Les "monuments les plus dignes de la curiosité de ceux qui voyagent en Égypte ; j'entends les pyramides", par Frédéric Louis Norden

illustration extraite de l'ouvrage de Norden

"Avant que de quitter le Caire et ses environs, je ne saurais me dispenser de parler des monuments les plus dignes de la curiosité de ceux qui voyagent en Égypte ; j'entends les pyramides, qu'on a mises autrefois au nombre des sept merveilles du monde, et qu'on admire encore aujourd'hui depuis le Caire jusqu'à Maidoun.
Les pyramides ne sont point fondées dans des plaines, mais sur le roc, au pied des hautes montagnes qui accompagnent le Nil dans son cours, et qui font la séparation entre l'Égypte et la Libye.
Elles ont toutes été élevées dans la même intention, c'est-à-dire pour servir de sépulture ; mais leur architecture, tant intérieure qu'extérieure, est bien différente, soit pour la distribution, soit pour la matiÈre, soit pour la grandeur.
Quelques-unes sont ouvertes, d'autres sont ruinées ; et la plus grande partie est fermée ; mais il n'y en a point qui n'ait été, plus ou moins, endommagée.
On conçoit aisément qu'elles n'ont pu être élevées dans le même temps. La prodigieuse quantité de matériaux nécessaires, en fait sentir l'impossibilité. La perfection avec laquelle les dernières sont fabriquées le témoigne également ; car elles surpassent de beaucoup les premières en grandeur et en magnificence.
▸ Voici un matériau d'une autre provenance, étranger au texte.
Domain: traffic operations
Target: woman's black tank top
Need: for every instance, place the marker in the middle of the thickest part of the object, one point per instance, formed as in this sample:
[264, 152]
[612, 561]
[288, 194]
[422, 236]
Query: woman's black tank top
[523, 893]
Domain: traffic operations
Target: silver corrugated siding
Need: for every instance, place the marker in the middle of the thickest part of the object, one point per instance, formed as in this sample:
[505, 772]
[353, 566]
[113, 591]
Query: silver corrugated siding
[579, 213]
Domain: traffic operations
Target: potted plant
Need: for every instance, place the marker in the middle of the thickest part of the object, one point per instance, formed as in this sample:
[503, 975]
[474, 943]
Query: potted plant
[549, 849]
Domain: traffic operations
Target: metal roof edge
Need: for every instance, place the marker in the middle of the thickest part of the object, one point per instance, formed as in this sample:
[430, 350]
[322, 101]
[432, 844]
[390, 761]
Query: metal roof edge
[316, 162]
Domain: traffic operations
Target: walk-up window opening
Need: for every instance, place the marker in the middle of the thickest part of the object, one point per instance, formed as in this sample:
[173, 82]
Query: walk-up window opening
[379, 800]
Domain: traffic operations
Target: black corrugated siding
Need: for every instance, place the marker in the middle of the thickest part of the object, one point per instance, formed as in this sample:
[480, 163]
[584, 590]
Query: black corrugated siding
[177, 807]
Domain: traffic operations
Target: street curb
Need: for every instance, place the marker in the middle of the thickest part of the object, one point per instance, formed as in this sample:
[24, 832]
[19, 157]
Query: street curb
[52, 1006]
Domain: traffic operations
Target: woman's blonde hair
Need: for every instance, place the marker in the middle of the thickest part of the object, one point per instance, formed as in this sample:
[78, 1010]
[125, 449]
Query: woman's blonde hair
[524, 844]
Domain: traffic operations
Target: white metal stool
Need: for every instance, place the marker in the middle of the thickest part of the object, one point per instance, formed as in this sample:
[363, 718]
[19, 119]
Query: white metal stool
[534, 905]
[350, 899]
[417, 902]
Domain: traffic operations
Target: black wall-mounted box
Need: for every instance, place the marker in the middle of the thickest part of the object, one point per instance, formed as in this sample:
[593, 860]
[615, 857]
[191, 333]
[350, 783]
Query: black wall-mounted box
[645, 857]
Tout ce qu'on peut avancer de plus positif, c'est que leur fabrique est de l'antiquité la plus reculée et qu'elle remonte même au-delà des temps des plus anciens historiens dont les écrits nous aient été transmis.
Il me paraît probable que l'origine des pyramides a précédé celle des hiéroglyphes ; et comme on n'avait plus la connaissance de ces caractères dans le temps que les Perses firent la conquête de l'Égypte, il faut absolument faire remonter la premiÈre époque des pyramides à des temps si reculés dans l'antiquité que la chronologie vulgaire ait peine à en fixer les années.
Si je suppose que les pyramides, même les dernières, ont été élevées avant que l'on eût l'usage des hiéroglyphes, je ne l'avance pas sans fondement. Qui pourrait se persuader que les Égyptiens eussent laissé ces superbes monuments sans la moindre inscription hiéroglyphique, eux qui, comme on le voit partout, prodiguaient les hiéroglyphes sur tous les édifices de quelque importance ? Or, on n'en aperçoit aucun, ni au dehors, ni au dedans des pyramides, pas même sur les ruines des temples de la seconde et de la troisième pyramide : n'est-ce pas une preuve que l'origine des pyramides précède celle des hiéroglyphes, que l'on regarde néanmoins comme les premiers caractères dont on se soit servi en Égypte ?"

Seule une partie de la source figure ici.